Mother loon feeding her young on Wecome Lake.      

Our first portage, from Welcome Lake to the Galipo River, was the most challenging and we were glad that we get to do it while we were still fresh and enthusiastic. Our first trip of this portage took us 40 minutes, with John carrying the canoe and me carrying the large pack. John only had to stop to rest twice this time. He found that both our towels rolled and wrapped around his neck and shoulders along with wearing his life vest relieves a lot of the pressure of the yoke. It took us 30 minutes to return to Welcome Lake free of all burdens and 30 minutes to return to Galipo with the rest of our gear. We had a much better portage this time than on the way in. By the time we started on the first leg of the Galipo, the sun was shining and the sky was bright summer blue.

This time, we decided to enjoy the scenery that the marsh and meadow section had to offer and were delighted to spot many animal trails leading to the river.
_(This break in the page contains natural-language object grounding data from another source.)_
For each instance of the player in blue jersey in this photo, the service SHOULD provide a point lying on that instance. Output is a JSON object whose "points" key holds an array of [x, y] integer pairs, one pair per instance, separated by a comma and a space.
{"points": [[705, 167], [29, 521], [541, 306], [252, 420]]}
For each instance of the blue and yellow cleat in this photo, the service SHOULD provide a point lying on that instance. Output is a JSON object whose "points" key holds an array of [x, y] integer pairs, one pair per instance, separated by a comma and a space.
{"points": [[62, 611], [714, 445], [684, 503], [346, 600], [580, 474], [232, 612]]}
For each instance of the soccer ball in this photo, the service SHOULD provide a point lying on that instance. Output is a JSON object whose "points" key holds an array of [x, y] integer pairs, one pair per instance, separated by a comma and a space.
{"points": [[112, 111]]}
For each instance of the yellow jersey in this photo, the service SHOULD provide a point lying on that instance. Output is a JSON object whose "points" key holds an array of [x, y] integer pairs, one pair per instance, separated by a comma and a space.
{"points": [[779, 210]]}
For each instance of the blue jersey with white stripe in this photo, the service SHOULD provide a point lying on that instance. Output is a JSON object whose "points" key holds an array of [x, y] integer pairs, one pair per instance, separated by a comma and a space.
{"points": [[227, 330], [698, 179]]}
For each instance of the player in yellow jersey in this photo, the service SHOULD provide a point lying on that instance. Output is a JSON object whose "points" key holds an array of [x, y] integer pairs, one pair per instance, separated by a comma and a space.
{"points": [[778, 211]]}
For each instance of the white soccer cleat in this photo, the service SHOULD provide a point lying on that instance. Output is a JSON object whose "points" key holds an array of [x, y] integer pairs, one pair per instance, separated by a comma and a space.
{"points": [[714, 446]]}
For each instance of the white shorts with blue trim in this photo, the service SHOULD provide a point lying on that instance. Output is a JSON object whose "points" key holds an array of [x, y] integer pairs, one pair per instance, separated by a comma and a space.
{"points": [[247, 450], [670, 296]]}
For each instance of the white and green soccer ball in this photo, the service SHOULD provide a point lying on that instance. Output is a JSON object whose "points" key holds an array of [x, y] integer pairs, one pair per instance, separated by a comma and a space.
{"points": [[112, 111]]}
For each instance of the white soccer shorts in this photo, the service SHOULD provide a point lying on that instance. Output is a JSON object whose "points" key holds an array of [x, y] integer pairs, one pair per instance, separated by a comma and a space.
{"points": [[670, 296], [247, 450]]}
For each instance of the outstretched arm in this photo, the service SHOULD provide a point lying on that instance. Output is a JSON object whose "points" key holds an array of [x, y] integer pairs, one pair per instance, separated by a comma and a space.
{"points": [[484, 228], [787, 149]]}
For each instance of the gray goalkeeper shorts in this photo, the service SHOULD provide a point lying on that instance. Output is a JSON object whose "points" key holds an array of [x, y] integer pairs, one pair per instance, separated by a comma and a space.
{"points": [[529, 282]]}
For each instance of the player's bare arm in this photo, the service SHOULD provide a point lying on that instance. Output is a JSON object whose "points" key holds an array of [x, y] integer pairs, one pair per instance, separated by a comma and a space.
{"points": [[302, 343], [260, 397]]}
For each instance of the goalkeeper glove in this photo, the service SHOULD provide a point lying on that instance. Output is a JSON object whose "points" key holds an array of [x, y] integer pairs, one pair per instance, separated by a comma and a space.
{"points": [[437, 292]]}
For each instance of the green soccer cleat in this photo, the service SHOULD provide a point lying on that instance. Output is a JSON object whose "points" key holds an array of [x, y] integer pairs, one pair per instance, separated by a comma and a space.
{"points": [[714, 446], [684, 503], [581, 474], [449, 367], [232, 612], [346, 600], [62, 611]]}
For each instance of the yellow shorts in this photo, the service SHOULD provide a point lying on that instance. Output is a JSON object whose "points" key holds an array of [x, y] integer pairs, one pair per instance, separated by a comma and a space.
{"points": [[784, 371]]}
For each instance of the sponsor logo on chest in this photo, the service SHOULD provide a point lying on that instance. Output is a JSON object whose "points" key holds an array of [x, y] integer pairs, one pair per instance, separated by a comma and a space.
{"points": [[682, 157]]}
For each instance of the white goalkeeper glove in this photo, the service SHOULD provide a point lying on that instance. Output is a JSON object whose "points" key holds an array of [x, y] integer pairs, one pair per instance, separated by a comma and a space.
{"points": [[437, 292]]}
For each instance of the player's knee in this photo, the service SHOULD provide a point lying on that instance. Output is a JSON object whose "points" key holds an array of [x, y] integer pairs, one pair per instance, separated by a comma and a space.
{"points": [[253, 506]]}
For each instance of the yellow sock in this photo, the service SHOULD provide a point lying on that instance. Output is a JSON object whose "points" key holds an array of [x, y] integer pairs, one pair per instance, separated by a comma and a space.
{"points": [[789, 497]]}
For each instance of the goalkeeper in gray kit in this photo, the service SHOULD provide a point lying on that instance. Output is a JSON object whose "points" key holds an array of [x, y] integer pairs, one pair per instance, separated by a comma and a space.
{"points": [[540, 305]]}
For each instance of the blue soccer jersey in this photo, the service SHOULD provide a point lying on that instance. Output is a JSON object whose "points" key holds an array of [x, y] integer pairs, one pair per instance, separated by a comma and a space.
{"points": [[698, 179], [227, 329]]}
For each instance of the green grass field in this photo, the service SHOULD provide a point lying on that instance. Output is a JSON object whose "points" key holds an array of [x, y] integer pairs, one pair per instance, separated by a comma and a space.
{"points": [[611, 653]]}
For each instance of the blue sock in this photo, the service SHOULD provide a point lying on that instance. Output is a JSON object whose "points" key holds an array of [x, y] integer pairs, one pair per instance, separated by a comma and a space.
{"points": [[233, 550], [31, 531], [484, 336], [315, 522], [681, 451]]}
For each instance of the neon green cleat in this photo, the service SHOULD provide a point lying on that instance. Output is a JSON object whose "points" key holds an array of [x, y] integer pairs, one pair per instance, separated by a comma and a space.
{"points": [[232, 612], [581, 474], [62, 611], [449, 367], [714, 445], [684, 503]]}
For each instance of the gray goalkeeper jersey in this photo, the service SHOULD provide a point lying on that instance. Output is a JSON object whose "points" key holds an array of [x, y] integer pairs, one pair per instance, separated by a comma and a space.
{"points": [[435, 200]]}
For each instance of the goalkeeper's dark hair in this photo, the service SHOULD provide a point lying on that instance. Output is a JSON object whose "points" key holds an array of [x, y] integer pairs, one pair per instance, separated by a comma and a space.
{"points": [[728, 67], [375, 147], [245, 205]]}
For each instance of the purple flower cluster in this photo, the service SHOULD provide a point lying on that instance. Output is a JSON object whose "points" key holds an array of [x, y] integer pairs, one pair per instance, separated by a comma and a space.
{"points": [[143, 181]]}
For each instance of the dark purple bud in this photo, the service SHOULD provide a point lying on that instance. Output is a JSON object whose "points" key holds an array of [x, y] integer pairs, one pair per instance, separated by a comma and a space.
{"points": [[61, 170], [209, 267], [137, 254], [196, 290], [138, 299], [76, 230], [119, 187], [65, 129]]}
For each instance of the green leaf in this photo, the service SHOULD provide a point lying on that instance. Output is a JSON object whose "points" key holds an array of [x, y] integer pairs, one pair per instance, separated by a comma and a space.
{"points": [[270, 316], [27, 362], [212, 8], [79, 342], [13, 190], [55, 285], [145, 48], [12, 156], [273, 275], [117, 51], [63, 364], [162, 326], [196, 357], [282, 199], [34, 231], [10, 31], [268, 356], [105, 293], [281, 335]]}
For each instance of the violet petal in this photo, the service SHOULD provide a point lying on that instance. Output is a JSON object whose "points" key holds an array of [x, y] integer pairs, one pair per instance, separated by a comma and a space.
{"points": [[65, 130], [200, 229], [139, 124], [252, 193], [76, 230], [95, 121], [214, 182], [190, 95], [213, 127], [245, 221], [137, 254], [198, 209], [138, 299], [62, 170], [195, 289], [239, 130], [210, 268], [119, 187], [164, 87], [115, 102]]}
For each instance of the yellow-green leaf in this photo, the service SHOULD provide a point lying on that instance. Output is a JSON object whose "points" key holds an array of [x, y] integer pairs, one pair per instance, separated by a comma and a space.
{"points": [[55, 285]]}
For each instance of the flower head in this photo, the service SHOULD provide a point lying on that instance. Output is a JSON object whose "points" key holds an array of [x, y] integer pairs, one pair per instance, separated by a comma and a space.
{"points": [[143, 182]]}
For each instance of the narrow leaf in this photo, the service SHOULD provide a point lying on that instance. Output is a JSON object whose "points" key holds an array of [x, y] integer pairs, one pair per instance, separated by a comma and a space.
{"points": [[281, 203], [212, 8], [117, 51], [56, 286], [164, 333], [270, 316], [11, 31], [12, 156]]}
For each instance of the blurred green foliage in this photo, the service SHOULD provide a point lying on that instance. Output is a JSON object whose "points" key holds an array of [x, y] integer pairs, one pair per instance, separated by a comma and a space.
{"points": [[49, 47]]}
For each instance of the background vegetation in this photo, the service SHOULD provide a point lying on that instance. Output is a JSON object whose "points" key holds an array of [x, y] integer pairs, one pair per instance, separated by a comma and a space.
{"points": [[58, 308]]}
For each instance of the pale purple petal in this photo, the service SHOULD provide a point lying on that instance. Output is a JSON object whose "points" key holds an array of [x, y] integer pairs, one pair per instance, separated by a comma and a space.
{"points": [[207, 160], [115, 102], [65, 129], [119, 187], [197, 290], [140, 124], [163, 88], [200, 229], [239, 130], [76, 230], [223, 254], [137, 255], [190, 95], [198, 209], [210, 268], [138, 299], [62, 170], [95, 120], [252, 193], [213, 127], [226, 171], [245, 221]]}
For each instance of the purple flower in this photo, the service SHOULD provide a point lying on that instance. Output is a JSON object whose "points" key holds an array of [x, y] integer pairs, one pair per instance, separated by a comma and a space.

The put-in for our trek around the falls was very muddy and I had to get out of the canoe to bring it in, quickly sinking up to my knees in the stuff. It was a major challenge just to move without losing my shoes to the suction. We handled this short portage with no problem, specially since John did the double trip on his own, while I washed my muddy legs and shoes in the beautiful cold, rushing water of the falls.

We continued paddling the Galipo on other side of the falls portage and though the marsh out onto Pen Lake. The weather gods were with us. There were white fluffy clouds in a bright blue sky, providing us with a perfect mix of sun and shade. Pen Lake was smooth as silk and there was only the slightest of breezes, just enough to cool our faces. As we headed up Pen towards the Rock Lake portage we couldn't believe our eyes. There was a group of 10 Loons cavorting just in front of us. We have never seen this many Loons together before. It was a totally awesome sight! By now our shoulders and bums were sore and stiff and we were actually looking forward to the portage from Pen to Rock Lake, just so we could be upright and using different muscles.


The sunshine was welcome!      

The put-in at Rock Lake was very busy and we had to maneuver canoes and gear very carefully. John and I took the canoe and the large pack first and met a group of two families on the trail on their way to Pen. John and I decided to pay back the wonderful paddlers who helped us (on this very portage) and we carried the remainder of their gear on our empty return to the Pen side. If feels good to return the favour. When they gave their thanks we told them it was our pay-it-forward gift and explained why. Hopefully, they'll experience their own pay-it-forward moment. Once we finished this, our last portage of the day, we stopped for lunch (water and a granola bar) and a much needed back stretch.

Rock Lake was also smooth and calm and we were thankful not to be fighting strong winds on the final leg of our return trip. The good weather had obviously brought out the day paddlers and boaters and it was a much busier route than when we'd paddled down it a thundery four days ago. We were almost at the end of our adventure and it was starting to tell - our backs were sore, our shoulders sore, our calves stiff, and our patience with one another was waning. At last we entered the smooth channel into the final Rock Lake put-out. Our total travel time that day had been six hours and 45 minutes - broken down into a 15 minute lunch break, three hours of portaging, and three and a half hours of paddling.

We unloaded the canoe for the last time, packed up the van, and strapped the canoe on in record time. We made a stop at the Rock Lake welcome station for a hot and much appreciated shower and grabbed two ice cold drinks from the vending machine - bliss! We headed home with a heightened appreciation for this absolutely amazingly beautiful area of an incredible province and country - thank you Canada.